John Wren: The other thing I’d add to that, Craig, is we’re embracing this. every employee, every group within the company, we’re not looking at this as a threat to our jobs, but embracing it as how we’re going to be able to create a better product.
Craig Huber: But John, is it too early to know if you do things more efficiently for the benefit of the client here, those dollar savings here, is your position still you think your clients will plow that money back into marketing, et cetera, services through your company, so you won’t be a net loser. That’s what I’m trying to get to here.
John Wren: Yes. No, I can understand that is a conclusion where you can see that is happening. There will be other clients that we’re able to negotiate with as to performance goals and the methodology in which our work gets judged and rewarded will change. And if our ideas generate lots of money, we’ll be expecting to get paid for that as well. With all the hype and everything that’s out there, and it will continue for a good long time. But you gave everybody in the world the same tools. What differentiates one group from another group. It’s that intellectual creative capability and the ability to source on a global basis, those most likely to be influenced to buy your product, right? And what is going to be needed, what’s going to motivate them to buy.

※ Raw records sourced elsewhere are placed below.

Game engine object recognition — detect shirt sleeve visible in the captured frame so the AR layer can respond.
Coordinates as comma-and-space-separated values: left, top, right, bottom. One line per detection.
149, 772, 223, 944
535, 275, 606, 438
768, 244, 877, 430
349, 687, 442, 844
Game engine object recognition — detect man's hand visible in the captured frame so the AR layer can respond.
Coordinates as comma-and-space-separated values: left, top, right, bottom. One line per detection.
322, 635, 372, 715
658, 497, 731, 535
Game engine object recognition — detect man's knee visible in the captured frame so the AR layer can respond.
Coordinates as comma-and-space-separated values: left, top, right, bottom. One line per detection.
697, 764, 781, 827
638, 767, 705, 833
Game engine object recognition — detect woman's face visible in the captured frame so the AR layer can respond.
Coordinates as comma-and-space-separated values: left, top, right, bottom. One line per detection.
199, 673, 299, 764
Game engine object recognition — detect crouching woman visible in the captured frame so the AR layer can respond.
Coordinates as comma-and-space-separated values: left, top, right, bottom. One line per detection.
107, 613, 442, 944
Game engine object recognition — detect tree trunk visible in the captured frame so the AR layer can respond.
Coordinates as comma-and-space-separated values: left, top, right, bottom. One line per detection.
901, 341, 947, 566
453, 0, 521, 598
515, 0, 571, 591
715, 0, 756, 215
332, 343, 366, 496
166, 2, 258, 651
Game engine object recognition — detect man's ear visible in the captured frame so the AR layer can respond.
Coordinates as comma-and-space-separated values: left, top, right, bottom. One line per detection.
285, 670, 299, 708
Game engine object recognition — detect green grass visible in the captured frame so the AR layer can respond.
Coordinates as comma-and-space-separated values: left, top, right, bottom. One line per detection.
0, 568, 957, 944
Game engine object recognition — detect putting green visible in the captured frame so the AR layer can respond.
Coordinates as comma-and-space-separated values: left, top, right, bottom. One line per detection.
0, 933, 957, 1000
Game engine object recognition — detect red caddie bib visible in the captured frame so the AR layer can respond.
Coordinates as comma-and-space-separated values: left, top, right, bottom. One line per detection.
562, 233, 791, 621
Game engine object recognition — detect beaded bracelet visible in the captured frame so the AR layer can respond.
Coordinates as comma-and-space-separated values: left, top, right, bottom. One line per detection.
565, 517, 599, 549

We have all those tools, and we have them at such a scale that it’s going to be very difficult for many competitors to catch up at this point for a good long while. So just think about it, everybody is doing your job and everybody you listen to on the phone call today and what’s going to differentiate one of you from the next one of you. And that’s why we’re embracing it because we know how good we are, and we know how deep our capabilities and skills go. And that’s why I think we’ll be a winner in all of this.
Operator: And that concludes today’s question-and-answer session and today’s conference call. Thank you for your participation. You may now disconnect.